If even the last-modified-header is not set, the resource may or may not be cached depending on the browser. Browsers generally won’t cache if there is nothing they can use to base a timeout on. It seems they may store the file in the cache (perhaps needed when browsing offline), but subsequent requests will go back to the server.

You can verify this with a simple action method in any ASP.NET Core site. Set the method to return some content and add a HTML link tag to the resource:

[Route("cacheTest.css")]
public IActionResult CacheTest()
{
    Response.ContentType = "text/css";
    return Content("Some content");
}
<link rel="stylesheet" href="~/cacheTest.css" />

Open the page in chrome while viewing the Network developer tab, making sure Disable Cache is unticked. Reload the page or click on another page within your site and you can see the regular static files are loaded from the cache, but our cacheTest.css is not:

Chrome Network Tab

This is because ASP.NET automatically adds a last-modified-by header for normal static files in the wwwroot folder, but not for files created dynamically with the Content() method.

cache-control

The standard way the server controlling how the browser caches a resource is with the HTTP header cache-control.

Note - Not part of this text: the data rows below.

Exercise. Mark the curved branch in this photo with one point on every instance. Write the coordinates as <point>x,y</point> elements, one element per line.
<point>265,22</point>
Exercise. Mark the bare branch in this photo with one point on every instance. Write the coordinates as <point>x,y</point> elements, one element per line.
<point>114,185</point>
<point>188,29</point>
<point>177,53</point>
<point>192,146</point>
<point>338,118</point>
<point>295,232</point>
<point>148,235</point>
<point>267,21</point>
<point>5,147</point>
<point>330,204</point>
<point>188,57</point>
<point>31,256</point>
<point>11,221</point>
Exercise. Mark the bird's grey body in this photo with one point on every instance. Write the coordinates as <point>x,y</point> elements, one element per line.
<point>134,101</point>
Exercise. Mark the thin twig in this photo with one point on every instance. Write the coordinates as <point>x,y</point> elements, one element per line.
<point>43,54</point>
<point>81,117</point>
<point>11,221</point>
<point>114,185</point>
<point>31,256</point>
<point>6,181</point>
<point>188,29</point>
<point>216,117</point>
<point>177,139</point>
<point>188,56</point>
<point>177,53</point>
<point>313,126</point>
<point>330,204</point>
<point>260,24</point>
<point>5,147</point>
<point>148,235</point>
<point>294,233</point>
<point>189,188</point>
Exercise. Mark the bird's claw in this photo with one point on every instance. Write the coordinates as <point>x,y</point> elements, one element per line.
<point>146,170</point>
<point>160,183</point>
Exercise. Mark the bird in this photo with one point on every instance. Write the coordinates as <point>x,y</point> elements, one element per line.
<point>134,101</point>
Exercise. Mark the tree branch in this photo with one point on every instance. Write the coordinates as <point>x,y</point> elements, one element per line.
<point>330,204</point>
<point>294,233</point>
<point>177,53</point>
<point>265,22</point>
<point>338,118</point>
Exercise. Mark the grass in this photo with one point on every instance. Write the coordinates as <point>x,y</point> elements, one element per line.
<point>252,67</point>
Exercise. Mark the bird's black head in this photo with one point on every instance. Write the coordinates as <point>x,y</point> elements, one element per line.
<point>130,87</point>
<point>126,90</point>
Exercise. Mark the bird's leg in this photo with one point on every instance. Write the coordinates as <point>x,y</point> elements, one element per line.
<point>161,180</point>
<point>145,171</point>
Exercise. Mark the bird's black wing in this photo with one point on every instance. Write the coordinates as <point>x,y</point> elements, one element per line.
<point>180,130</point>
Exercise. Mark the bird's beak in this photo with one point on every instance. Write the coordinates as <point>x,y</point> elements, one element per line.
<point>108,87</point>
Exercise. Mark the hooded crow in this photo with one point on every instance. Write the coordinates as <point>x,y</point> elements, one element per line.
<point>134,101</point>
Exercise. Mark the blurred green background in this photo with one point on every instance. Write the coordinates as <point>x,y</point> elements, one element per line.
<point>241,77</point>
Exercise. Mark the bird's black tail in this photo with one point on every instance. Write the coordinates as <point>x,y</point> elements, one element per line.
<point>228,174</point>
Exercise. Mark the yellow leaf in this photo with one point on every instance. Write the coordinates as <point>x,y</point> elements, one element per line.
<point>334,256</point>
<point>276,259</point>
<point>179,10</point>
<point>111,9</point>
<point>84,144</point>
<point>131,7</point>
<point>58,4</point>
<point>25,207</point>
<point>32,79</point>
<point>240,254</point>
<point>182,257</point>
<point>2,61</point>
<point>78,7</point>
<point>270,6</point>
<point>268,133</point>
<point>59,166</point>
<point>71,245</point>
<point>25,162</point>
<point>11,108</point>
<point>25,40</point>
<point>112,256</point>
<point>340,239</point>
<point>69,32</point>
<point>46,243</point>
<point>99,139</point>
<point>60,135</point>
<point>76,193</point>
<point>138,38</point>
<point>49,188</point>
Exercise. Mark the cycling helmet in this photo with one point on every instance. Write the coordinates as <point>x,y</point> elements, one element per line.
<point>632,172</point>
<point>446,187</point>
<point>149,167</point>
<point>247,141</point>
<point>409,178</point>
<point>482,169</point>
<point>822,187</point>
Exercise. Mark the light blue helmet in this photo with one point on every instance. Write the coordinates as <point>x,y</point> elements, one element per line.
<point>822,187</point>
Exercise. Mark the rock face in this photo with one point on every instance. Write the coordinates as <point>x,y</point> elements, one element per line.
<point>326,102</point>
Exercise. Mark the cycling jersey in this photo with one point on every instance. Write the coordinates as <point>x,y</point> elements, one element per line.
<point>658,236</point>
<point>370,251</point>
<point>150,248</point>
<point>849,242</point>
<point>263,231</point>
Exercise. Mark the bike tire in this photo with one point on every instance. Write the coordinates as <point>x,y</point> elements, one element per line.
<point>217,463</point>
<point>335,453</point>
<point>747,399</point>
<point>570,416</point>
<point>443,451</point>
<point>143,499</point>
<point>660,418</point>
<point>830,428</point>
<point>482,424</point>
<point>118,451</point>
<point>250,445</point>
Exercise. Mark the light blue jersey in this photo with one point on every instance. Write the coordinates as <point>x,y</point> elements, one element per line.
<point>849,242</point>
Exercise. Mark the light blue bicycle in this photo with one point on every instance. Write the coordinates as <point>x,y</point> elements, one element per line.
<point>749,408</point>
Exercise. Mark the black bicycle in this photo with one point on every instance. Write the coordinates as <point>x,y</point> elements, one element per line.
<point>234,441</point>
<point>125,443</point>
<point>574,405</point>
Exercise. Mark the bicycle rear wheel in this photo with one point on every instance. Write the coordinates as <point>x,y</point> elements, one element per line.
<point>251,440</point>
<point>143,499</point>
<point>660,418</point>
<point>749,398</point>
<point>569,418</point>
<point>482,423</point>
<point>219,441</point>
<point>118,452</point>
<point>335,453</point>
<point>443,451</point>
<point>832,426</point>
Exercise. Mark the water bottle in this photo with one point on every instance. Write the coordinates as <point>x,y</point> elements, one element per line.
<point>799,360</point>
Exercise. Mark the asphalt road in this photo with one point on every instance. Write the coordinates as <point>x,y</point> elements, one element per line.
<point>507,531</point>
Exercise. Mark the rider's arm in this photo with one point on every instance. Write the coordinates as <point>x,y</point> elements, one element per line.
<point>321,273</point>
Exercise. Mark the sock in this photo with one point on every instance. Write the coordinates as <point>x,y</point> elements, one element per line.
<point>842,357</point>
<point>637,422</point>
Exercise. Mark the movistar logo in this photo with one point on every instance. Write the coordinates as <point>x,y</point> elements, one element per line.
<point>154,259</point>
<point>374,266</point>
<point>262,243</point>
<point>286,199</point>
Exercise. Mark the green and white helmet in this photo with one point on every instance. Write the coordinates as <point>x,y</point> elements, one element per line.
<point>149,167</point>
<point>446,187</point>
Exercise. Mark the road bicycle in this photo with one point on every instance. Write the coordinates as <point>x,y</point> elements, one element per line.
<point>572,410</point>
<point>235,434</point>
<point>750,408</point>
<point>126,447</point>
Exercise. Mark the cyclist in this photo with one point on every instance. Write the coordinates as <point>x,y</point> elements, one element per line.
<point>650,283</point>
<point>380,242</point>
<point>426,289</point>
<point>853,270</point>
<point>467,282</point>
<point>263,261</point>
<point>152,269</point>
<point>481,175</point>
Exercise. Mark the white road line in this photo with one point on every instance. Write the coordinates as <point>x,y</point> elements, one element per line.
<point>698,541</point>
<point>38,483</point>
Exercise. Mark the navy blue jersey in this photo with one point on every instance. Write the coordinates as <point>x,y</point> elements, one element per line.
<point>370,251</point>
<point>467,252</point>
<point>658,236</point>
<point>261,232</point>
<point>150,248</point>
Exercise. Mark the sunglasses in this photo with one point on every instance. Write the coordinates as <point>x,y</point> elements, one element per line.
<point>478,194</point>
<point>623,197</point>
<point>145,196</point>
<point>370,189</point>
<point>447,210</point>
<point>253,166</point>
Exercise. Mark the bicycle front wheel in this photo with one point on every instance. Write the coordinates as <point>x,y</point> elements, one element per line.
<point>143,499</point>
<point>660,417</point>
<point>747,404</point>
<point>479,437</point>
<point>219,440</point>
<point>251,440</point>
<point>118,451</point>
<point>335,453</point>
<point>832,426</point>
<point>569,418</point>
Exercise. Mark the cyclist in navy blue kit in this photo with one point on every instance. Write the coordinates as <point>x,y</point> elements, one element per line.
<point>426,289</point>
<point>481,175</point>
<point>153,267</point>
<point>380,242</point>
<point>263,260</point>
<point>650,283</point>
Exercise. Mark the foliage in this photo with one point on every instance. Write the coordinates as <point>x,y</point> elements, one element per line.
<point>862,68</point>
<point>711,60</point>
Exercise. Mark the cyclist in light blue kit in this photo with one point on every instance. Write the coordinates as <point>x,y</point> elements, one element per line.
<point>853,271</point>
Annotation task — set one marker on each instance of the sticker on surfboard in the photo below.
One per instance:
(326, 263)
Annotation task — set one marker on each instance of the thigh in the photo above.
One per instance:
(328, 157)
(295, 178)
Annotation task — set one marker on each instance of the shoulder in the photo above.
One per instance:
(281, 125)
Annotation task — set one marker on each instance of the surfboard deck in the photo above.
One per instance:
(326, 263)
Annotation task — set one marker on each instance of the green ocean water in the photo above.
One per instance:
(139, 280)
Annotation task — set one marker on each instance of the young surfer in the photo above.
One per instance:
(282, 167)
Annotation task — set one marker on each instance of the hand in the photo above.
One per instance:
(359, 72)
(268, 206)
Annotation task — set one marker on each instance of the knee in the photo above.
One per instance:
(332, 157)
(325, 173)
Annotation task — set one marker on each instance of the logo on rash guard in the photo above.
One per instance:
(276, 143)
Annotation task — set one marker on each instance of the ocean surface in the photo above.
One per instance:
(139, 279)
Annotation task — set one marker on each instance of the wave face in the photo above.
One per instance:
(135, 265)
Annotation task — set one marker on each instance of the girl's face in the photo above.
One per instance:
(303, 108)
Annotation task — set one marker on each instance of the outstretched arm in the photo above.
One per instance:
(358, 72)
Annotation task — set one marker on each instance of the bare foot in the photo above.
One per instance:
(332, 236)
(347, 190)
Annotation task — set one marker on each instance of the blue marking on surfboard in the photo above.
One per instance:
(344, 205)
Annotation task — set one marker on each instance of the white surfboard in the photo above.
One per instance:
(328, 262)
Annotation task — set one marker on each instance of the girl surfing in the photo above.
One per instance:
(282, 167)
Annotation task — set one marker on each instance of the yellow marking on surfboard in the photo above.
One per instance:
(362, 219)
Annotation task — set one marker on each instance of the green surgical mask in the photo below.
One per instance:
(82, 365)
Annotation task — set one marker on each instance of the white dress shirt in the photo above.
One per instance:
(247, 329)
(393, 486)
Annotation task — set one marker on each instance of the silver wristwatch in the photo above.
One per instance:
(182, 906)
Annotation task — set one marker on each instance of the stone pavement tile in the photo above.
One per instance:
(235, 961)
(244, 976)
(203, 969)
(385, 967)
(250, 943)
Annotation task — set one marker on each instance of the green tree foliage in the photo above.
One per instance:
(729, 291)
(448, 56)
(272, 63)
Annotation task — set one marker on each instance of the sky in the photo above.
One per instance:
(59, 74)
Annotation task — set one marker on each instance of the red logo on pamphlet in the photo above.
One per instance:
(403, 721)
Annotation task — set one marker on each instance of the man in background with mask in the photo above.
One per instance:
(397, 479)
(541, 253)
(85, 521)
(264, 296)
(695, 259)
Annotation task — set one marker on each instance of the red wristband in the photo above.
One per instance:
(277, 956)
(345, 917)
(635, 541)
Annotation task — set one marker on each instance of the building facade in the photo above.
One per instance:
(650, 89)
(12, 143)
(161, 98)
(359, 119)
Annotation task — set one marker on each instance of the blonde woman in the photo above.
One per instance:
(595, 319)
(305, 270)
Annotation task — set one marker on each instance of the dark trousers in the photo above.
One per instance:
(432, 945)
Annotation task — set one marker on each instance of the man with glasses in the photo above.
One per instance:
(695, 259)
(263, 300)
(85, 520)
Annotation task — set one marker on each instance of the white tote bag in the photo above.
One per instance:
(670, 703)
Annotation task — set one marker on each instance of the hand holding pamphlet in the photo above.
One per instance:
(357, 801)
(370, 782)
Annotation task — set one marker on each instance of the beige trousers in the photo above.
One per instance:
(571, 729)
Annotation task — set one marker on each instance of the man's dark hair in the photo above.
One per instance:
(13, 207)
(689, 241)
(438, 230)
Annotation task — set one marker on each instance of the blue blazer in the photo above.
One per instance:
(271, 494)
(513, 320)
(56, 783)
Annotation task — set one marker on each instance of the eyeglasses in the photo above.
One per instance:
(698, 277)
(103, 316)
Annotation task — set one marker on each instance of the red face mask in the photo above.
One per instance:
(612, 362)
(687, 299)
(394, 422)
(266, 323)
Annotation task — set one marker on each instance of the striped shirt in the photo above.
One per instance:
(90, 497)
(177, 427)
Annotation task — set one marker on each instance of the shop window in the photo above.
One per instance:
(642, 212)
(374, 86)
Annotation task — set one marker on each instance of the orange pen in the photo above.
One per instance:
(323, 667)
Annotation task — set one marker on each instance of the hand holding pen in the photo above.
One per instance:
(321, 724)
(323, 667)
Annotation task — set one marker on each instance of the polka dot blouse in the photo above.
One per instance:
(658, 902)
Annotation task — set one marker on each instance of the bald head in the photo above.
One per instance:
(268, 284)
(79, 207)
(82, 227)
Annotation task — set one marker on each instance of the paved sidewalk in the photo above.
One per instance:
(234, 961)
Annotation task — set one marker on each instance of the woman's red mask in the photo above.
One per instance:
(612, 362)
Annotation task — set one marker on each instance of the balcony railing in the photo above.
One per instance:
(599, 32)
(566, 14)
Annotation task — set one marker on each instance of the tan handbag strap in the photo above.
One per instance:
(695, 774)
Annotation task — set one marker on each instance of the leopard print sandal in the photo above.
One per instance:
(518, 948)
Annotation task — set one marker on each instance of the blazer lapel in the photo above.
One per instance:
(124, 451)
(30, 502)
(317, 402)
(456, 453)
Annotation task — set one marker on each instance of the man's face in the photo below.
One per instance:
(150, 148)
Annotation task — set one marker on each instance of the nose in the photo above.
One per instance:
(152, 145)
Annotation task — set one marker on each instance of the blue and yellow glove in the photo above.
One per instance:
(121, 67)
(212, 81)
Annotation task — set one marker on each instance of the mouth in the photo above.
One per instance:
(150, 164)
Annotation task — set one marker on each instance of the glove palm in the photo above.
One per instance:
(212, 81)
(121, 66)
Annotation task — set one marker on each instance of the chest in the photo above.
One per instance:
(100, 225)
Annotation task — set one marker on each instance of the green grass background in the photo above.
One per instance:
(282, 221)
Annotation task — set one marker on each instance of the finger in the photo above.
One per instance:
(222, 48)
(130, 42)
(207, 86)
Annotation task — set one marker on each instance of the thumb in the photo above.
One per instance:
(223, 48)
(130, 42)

A server can tell the browser to cache a resource and use it for a certain period of a time, by returning a response with cache-control max-age set:

Cache Control Max Age Header

max-age is a value in seconds that the resource may be cached for. If a new request is made for the same resource within the max-age, the browser will use the cached resource.

To tell the browser it cannot cache the resource, and the next request must go back to the server, set the cache-control header to ‘no-cache’

E-tags

E-tags are another mechanism to increase page speed. An e-tag is an HTTP header with a unique value set by the server for each version of the resource. Usually it is an ID computed by hashing the file contents.

E-tags extend the functionality of cache-control by telling the browser that the previous version of the resource has not changed, and this previous version can be used instead of sending the entire resource over the network again.

If a new request is within the cache-control max-age, use the browser cached file. If it is beyond, send a new request with the E-tag value set in the if-none-match header.

On the server side, if this E-tag from the request matches the one computed on the file, the server can respond with a short 304 not modified response, which tell the browser the file has not been modified, and it can use the previous version held in its cache. Returning a short 304 response is faster than sending the entire resource over the network again.

If the file content has changed, the e-tag computed on the file will be different, and the server responds with the new file with a new e-tag.